Por eso -subrayó-, compañeros y amigos habitantes de Atlapexco, a todos, mi agradecimiento por acompañarme en este acto que marca una transición política, con el inicio de una nueva administración al frente del gobierno municipal.
Quiero recordar un poco -enfatizó-, porque no debemos perder la memoria para entender nuestro presente y el devenir si así se quiere. Con muchos de ustedes -acentuó-, desde hace años tuvimos diferencias y debates que parecían interminables, por nuestras visiones políticas, sobre todo, por nuestras convicciones y no obstante nuestras diferencias, siempre pudimos encontrar puntos de equilibrio y de buen entendimiento.

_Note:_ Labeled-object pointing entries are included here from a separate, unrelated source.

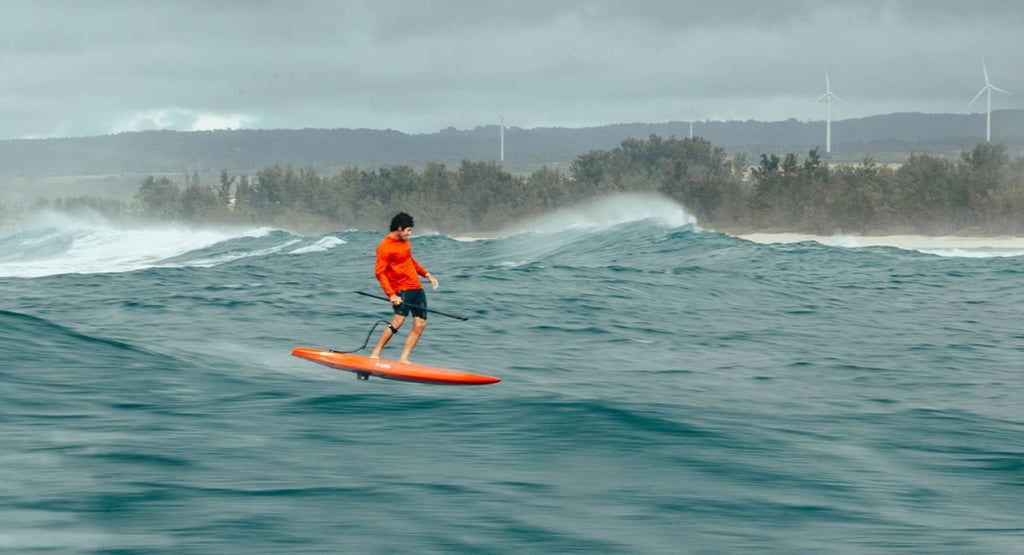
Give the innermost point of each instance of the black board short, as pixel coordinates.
(412, 296)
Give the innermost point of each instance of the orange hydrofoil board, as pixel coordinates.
(365, 367)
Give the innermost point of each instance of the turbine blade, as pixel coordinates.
(976, 96)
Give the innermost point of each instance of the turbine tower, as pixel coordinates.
(827, 98)
(988, 112)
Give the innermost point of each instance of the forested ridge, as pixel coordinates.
(981, 193)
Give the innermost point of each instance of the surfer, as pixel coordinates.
(399, 274)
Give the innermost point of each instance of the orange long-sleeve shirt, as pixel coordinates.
(395, 268)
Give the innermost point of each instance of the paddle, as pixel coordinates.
(464, 318)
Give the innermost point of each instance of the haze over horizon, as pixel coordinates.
(72, 69)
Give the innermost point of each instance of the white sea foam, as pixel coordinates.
(90, 245)
(325, 244)
(607, 212)
(949, 246)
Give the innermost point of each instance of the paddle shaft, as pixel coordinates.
(464, 318)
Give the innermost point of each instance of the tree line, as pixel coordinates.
(983, 191)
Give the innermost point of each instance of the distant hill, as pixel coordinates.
(111, 165)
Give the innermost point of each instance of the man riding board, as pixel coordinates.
(399, 274)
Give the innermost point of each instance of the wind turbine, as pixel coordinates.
(826, 98)
(988, 113)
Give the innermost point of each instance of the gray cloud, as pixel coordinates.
(74, 68)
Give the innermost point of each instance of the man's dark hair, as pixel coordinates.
(400, 221)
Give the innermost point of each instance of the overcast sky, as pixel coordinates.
(77, 68)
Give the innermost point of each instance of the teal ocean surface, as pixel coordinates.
(666, 389)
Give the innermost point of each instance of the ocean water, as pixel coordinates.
(666, 389)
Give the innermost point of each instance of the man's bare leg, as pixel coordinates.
(396, 323)
(418, 326)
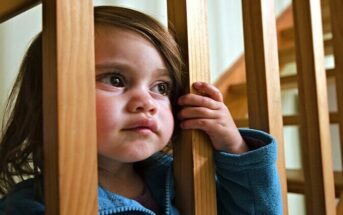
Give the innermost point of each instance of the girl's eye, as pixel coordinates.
(162, 88)
(116, 80)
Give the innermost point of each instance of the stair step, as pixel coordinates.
(295, 181)
(286, 82)
(287, 54)
(288, 120)
(287, 34)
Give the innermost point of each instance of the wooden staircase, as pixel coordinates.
(234, 88)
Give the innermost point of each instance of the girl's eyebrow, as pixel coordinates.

Podemos entre todos y todas, enfatizó, con el correr de los años llegar a los acuerdos necesarios, productos de la razón, de la buena política, en la cual se decide en el debate y el argumento, y no pocas veces se contradice, pero se lograron la construcción de acuerdos y consensos; para lanzarme por bien de nuestras comunidades, por el bien de todos y de todas.
A esa -añadió-, yo le llamo buena política, porque es la que sirve para ayudar a nuestra gente, a que progresamos con base a nuestras conciencias y nuestras aspiraciones; sin embargo, muchas veces por desgracia le damos más importancia a la otra política, a la que se opone y resiste sin más razón que la pasión desmedida o por las causas de frustraciones, esa política que no construye, nos divide, la que frena nuestro progreso y beneficia los intereses de unos cuantos.
Para concluir, Juan de Dios remarcó “la presidencia municipal es y seguirá siendo Nuestra Casa, la de los atlapexquense, es el lugar en donde con esfuerzo y trabajo hacen que se cumplan nuestros deseos y aspiraciones por una vida mejor, siempre y cuando trabajemos unidos alrededor de todo aquello en lo que coincidimos”.